In Spanish, it is known as the "charrancito Peruano" or "gaviotín chico".

==Description==
The Peruvian tern is a very small species with a length of about 24 cm. The upper half of the head and neck are black, and the remaining part of the head is white. The back, wings and tail are grey, the throat, chin and breast are white, and the chest, belly and flanks are pale grey. The under tail-coverts are white. The bill is yellow with a black tip, the irises are brown and the legs are yellowish. The pale grey underparts differentiate it from other small terns. It has a very rapid and characteristic wingbeat. The call is a shrill "kik" and a harsh "gree", and it also utters a descending series of "kee-ee-eer" notes.

==Distribution==
This species is endemic to the tropical west coast of South America. Its range extends from north and central Ecuador, through Peru to northern Chile, as far south as the Mejillones Peninsula. Its status in Ecuador is unclear and in Peru it is known from four confirmed sites, breeding at the back of the beach in association with wetlands. There are nine known sites in Chile, all in the vicinity of Mejillones, and at all of these the birds breed a little inland in the desert. There may be other breeding sites that have yet to be discovered, and some sites have not been revisited since they were recorded many years ago.

==Ecology==
The diet has been observed to include the Peruvian anchoveta (Engraulis ringens), the king gar (Scomberesox scombroides), the Peruvian silverside (Odontesthes regia) and the mote sculpin (Normanichthys crockeri).
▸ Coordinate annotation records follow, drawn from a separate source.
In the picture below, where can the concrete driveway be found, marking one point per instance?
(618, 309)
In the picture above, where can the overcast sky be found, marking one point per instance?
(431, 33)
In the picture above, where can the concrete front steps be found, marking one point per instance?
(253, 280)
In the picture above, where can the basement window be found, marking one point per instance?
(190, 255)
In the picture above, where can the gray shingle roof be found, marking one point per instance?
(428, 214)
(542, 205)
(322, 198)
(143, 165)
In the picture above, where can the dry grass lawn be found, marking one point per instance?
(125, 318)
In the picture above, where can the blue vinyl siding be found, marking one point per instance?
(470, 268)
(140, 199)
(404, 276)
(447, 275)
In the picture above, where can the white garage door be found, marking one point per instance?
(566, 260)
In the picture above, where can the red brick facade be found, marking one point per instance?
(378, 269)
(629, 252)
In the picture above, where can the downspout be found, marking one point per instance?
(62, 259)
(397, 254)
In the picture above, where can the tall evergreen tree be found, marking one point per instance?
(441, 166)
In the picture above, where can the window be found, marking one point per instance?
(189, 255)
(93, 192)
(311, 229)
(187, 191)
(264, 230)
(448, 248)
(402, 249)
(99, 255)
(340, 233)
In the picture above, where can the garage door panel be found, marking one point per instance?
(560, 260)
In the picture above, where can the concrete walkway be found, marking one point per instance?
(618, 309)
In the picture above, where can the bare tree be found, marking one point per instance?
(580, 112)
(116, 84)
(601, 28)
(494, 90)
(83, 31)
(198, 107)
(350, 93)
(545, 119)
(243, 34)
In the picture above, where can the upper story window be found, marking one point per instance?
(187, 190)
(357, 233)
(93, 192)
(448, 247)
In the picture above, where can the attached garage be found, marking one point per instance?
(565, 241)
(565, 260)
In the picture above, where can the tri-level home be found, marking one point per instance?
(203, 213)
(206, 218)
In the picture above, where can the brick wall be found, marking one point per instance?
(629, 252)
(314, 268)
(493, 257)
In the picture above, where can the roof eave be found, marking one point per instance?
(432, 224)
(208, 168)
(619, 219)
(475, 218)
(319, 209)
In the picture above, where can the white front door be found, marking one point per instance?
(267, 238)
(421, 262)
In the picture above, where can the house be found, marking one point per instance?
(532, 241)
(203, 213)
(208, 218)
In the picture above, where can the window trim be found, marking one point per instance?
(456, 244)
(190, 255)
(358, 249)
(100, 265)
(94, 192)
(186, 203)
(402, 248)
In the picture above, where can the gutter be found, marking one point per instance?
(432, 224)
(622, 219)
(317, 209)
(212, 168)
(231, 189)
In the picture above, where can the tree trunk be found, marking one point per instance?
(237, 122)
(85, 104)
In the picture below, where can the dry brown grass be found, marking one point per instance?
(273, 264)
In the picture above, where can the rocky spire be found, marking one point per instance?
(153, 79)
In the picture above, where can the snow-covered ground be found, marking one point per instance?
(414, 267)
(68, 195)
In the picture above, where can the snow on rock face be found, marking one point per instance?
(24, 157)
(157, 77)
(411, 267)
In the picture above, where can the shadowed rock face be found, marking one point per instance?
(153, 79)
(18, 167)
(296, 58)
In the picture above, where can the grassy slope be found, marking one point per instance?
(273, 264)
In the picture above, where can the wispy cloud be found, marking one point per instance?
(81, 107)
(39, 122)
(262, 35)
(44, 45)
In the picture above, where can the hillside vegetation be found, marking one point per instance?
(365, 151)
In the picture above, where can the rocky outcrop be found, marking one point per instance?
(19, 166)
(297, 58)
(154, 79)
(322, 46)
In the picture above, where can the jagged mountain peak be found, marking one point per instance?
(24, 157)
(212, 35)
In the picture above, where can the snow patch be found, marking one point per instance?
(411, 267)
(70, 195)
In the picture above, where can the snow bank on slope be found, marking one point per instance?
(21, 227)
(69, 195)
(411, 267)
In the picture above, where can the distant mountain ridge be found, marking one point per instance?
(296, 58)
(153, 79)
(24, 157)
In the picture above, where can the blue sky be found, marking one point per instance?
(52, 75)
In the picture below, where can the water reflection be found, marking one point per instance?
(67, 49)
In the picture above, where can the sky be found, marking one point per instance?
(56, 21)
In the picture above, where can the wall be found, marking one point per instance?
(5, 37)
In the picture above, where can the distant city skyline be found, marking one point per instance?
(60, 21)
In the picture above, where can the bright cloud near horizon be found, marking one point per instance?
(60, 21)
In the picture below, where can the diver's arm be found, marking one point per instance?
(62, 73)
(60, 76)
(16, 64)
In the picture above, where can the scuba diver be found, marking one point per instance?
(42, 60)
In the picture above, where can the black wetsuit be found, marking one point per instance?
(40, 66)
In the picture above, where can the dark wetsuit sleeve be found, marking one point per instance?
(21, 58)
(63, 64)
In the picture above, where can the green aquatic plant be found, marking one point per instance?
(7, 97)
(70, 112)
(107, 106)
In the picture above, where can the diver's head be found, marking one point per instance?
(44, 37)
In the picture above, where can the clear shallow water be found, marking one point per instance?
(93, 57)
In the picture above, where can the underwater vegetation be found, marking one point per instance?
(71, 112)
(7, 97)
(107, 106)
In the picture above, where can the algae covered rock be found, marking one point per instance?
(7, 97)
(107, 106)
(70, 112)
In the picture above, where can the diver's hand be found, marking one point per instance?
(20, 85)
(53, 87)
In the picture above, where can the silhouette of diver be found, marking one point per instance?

Breeding takes place between August and February but is mostly concentrated between October and January. The nests are widely separated in loose colonies of up to twenty-five pairs. They are often found near coastal wetlands and lagoons where the birds forage. Some birds nest on beaches and dunes one to two hundred metres inland from the high tide mark, but others nest one or more kilometres inland on sandy plains. One or two eggs form a clutch, and both eggs and chicks are well-camouflaged to avoid detection. After breeding, the birds leave the coast and may move out to sea. In El Niño years, they are also absent from the shore, do not make any attempt to breed and probably remain at sea.

==Status==
The total number of Peruvian terns is estimated to be in the range 1,000 to 2,499 individuals. The number seems to be declining, and in 2007 it was suggested that there were only half as many birds as there had been ten years earlier. Because of the small population size and the decrease in numbers of individuals, BirdLife International has assessed the bird's conservation status as being "endangered". The Chilean Ornithologist Jürgen Rottmann is the director of The Gaviotín Chico Sustainability Foundation which has successfully rallied the local community school students, councilmen and the mining industry, to protect the nesting habitad of this bird at the Mejillones Peninsula from stray dogs and other predators that exacerbate human-caused decline. The strategies used include labeling and fencing of the nesting sites, translocation of predators and the use of decoy Japanese quail eggs.